モバイルバッテリー内蔵型の充電器はAnkerが初出で、現在はGaN充電器で注目されているRAVPOWERなどでも発売されています。

そんな絶大な人気を誇るPowercore Fusionですが、半年くらい前からバッテリーの機能が使えなくなっていました。18ヶ月の保証期間もとっくに切れていたのですが、PowerIQがあるため充電器としては優秀なことから使い続けていました。つい先日RAVPOWERでUSB-AとUSB-Cが1ポートづつ出力端子としてついており、65Wと高出力でありながら5.5cm*5.5cm*3.1cmの小型サイズ、更には3500円(キャンペーン価格)との激安価格であったことから、この度充電器を買い替えました。

これらの経緯からPowerCore Fusionは現役引退となったわけですが、一番の特徴でもあるバッテリーが完全に機能しないためメルカリの海に放出するわけにも行かず、バッテリーが内蔵されているため単体の充電器としては大きすぎる重たすぎるとのことで、処分することにしました。ただで手放すのももったいないので、GW中は暇を持て余していることもあり供養のため分解記事を上げることにします。

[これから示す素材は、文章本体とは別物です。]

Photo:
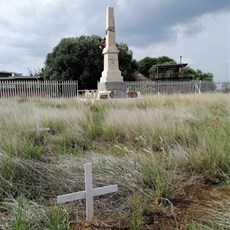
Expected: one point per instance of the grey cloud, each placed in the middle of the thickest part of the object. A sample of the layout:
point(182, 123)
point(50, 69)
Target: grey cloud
point(146, 22)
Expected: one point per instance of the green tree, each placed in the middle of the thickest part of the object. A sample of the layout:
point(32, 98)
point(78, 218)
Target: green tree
point(147, 65)
point(82, 59)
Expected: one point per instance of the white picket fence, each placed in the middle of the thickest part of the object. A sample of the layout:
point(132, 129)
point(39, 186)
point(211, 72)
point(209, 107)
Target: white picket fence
point(38, 89)
point(56, 89)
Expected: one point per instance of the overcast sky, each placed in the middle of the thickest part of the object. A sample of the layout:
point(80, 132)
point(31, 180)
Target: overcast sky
point(197, 30)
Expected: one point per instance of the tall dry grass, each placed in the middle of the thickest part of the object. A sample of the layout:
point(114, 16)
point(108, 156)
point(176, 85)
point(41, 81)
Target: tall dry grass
point(153, 147)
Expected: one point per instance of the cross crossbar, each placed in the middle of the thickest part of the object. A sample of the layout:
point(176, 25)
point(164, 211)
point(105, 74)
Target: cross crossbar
point(89, 192)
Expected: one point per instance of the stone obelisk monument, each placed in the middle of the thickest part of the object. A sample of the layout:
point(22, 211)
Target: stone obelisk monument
point(111, 78)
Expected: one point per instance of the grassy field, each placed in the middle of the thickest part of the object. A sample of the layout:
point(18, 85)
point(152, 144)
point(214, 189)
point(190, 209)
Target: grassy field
point(169, 155)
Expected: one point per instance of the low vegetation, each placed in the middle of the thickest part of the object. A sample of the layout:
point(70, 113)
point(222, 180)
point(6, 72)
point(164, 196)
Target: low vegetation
point(169, 155)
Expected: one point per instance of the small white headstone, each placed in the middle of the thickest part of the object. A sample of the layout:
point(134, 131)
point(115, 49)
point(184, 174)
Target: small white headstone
point(89, 192)
point(38, 128)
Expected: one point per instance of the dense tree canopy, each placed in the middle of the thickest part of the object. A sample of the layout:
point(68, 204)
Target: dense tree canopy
point(82, 59)
point(147, 66)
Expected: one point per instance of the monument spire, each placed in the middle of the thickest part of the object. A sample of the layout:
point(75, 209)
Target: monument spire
point(111, 79)
point(111, 65)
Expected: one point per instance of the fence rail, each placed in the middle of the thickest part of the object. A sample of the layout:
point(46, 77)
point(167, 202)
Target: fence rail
point(170, 87)
point(44, 89)
point(52, 89)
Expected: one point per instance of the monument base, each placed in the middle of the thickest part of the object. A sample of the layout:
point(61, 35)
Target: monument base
point(120, 88)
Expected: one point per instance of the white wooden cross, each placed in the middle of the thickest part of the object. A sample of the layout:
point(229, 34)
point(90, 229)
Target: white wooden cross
point(89, 192)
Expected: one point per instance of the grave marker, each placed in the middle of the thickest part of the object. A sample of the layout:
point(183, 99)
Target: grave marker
point(89, 192)
point(38, 128)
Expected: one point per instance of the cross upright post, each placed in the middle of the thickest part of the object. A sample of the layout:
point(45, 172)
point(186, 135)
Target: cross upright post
point(89, 192)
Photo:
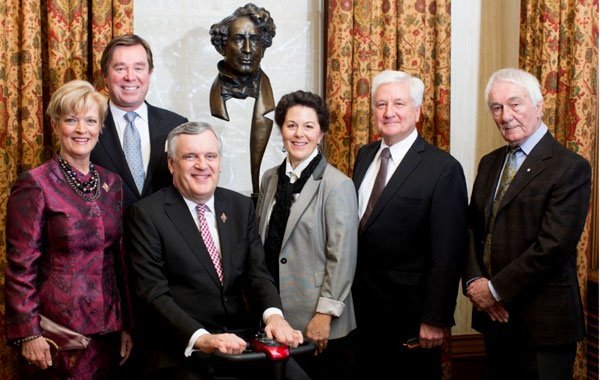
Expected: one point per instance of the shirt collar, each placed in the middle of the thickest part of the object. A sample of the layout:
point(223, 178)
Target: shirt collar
point(119, 114)
point(403, 145)
point(210, 205)
point(535, 138)
point(298, 171)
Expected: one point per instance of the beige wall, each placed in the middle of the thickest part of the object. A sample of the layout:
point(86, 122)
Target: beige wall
point(186, 66)
point(485, 38)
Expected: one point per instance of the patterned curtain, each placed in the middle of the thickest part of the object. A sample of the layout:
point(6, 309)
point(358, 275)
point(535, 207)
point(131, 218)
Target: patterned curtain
point(559, 45)
point(43, 44)
point(366, 37)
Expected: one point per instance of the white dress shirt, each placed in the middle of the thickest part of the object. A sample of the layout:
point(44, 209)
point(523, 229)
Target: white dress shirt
point(522, 154)
point(397, 151)
point(141, 124)
point(211, 221)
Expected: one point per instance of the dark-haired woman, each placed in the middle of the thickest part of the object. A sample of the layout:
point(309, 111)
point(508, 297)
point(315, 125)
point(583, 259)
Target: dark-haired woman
point(308, 222)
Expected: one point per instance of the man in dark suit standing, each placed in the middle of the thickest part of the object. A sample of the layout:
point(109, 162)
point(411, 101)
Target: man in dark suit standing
point(528, 208)
point(197, 258)
point(412, 203)
point(132, 143)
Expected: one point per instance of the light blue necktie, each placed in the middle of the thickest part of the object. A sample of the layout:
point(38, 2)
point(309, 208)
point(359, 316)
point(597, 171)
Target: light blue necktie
point(132, 147)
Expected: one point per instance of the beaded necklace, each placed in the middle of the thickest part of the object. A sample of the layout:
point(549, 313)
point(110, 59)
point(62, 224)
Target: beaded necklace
point(88, 190)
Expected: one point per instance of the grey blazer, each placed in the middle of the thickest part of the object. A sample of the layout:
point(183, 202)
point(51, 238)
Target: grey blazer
point(318, 254)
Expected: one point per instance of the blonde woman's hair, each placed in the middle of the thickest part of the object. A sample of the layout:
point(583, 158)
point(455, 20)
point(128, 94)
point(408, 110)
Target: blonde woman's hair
point(75, 97)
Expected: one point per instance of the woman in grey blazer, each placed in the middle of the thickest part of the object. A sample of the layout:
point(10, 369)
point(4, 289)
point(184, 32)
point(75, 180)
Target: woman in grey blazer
point(308, 222)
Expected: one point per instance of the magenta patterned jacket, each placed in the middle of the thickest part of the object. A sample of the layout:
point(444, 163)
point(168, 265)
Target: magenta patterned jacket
point(65, 255)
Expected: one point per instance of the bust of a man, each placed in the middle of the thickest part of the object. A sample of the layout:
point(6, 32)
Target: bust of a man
point(242, 39)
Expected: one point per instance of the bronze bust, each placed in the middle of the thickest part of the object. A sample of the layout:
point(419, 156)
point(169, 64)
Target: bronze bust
point(242, 39)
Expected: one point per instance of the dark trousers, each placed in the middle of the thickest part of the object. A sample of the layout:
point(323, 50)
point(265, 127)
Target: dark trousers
point(221, 370)
point(332, 364)
point(510, 360)
point(382, 356)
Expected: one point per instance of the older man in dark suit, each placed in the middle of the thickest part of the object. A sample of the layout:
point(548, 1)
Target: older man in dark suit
point(528, 208)
point(197, 257)
point(412, 203)
point(132, 143)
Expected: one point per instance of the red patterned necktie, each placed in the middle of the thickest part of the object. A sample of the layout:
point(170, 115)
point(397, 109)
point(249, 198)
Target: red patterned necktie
point(208, 242)
point(377, 186)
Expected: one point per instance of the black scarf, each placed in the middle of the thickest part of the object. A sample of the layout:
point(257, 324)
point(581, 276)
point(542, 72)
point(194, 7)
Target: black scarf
point(281, 212)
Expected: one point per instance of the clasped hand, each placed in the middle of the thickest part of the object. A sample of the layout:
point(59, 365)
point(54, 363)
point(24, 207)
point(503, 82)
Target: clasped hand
point(277, 328)
point(480, 295)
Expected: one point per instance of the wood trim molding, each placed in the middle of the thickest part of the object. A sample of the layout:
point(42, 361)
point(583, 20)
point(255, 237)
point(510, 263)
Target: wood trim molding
point(467, 346)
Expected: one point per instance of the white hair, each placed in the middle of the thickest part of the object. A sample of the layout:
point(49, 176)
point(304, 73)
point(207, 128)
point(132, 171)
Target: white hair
point(519, 78)
point(189, 128)
point(415, 85)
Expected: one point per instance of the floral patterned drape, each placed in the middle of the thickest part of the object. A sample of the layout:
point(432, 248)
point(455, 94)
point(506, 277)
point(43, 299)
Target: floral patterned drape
point(559, 45)
point(43, 44)
point(366, 37)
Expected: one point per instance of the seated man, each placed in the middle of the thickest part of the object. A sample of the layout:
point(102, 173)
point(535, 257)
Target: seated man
point(197, 258)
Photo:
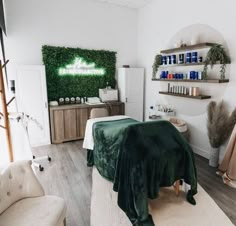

分解の前に他の方が分解記事を出していないか一通り調べてみたのですが、日本語における記事は見当たりませんでした。実際に分解してみると、一般的なスイッチング電源と比べて二次側に電解コンデンサが見当たらないなど、バッテリー内蔵ならではの特徴的な回路構成がなされている点が見受けられたため、そちらも併せて紹介します。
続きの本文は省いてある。